Sichere Programmiersprachen: Bjarne Stroustrup reagiert auf NSA-Empfehlung

In einem Informationsblatt zur Cybersicherheit(öffnet im neuen Fenster) fordert die National Security Agency (NSA) auf, in Zukunft auf Programmiersprachen zu setzen, die Speichersicherheit konzeptionell beinhalten. C und C++ werden dabei zusammengefasst als negatives Beispiel genannt. Bjarne Stroustrup reagiert darauf mit einem Call to Action(öffnet im neuen Fenster) mit dem Titel "Denk ernsthaft über 'Sicherheit' nach, dann mach was Vernünftiges darüber" : Das NSA-Papier verkürze das Thema Sicherheit, werfe C und C++ in einen Topf und ignoriere "über 30 Jahre Fortschritt" .
Von Stroustrup gab es in den letzten Jahren einige Veröffentlichungen, die sich damit beschäftigen, wie sich Typsicherheit und Resourcensicherheit in C++ realisieren lassen - entsprechend den C++-Gepflogenheiten, diese bei Bedarf zu verwenden, ohne die Entwickler dazu zu zwingen. Denn nicht bei jeder Entwicklung sei Sicherheit über alles andere zu priorisieren. So erlaube der P2687R0-Ansatz(öffnet im neuen Fenster) "die Sicherheitsgarantien nur dort anzuwenden, wo es erforderlich ist" und trotzdem die "bevorzugten Tuning-Techniken dort anzuwenden zu können, wo sie benötigt werden" .
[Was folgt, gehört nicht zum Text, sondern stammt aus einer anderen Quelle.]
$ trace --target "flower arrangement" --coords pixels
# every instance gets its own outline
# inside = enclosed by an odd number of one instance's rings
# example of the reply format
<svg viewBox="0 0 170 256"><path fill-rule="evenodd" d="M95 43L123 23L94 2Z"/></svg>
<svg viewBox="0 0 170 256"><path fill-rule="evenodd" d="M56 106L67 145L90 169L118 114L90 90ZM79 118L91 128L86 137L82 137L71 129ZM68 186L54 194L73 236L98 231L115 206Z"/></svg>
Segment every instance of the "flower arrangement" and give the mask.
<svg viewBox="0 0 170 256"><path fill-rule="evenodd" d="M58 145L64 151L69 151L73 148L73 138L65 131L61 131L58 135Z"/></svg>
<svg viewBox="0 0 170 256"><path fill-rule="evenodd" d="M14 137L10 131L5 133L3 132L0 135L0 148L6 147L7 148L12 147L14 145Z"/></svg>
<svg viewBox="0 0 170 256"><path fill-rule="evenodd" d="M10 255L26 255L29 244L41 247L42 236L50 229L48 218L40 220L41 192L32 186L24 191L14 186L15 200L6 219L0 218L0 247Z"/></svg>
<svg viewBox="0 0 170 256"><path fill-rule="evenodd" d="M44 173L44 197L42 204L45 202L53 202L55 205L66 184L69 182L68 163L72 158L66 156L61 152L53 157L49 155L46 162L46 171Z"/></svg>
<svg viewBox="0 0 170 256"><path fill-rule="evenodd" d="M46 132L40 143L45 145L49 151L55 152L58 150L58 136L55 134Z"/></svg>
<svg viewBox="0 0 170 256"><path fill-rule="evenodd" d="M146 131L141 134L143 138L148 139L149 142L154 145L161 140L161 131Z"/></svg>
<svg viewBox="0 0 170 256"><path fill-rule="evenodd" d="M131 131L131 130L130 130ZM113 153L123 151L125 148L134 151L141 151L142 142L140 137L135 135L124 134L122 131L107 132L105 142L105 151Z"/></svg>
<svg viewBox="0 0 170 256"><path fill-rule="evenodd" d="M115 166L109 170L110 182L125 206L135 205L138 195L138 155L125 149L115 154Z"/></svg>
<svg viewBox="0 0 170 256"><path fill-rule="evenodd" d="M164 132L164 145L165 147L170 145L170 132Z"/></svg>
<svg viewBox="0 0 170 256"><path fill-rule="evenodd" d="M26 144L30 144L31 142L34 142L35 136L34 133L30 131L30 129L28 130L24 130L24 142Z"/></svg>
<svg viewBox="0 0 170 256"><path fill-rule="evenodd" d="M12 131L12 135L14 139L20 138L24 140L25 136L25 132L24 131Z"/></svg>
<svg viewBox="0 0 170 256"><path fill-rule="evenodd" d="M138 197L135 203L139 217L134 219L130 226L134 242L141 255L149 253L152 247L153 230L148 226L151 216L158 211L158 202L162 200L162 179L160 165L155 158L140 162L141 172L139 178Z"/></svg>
Die sicheren Sprachen sind eben nicht überlegen
Stroustrup schreibt weiter, "wenn ich eine dieser 'sicheren' Sprachen für den Anwendungsbereich, der mir wichtig ist, als C++ überlegen erachten würde, würde ich das Ersetzen von C/C++ nicht als schlimm empfinden, aber das ist nicht der Fall" . Für Stroustrup gibt es den überlegenen Ersatz für C++ einfach noch nicht. Die im NSA-Papier aufgeführten Sprachen sind (in dieser Reihenfolge) C#, Go, Java, Ruby, Rust und Swift.
Eine Aussage stört Stroustrup am Ende seines Call to Action aber noch einmal besonders. Das NSA-Papier behauptet, dass "die übergreifende Software-Community aus dem Privatsektor, der Wissenschaft und der US-Regierung Initiativen gestartet hat, um die Kultur der Softwareentwicklung hin zur Verwendung von speichersicheren Sprachen zu bewegen." Wer diese übergreifende Software-Community sei, wisse er nicht: "Meines besten Wissens nach wurde kein Experte des ISO-C++-Standard-Komitees gefragt."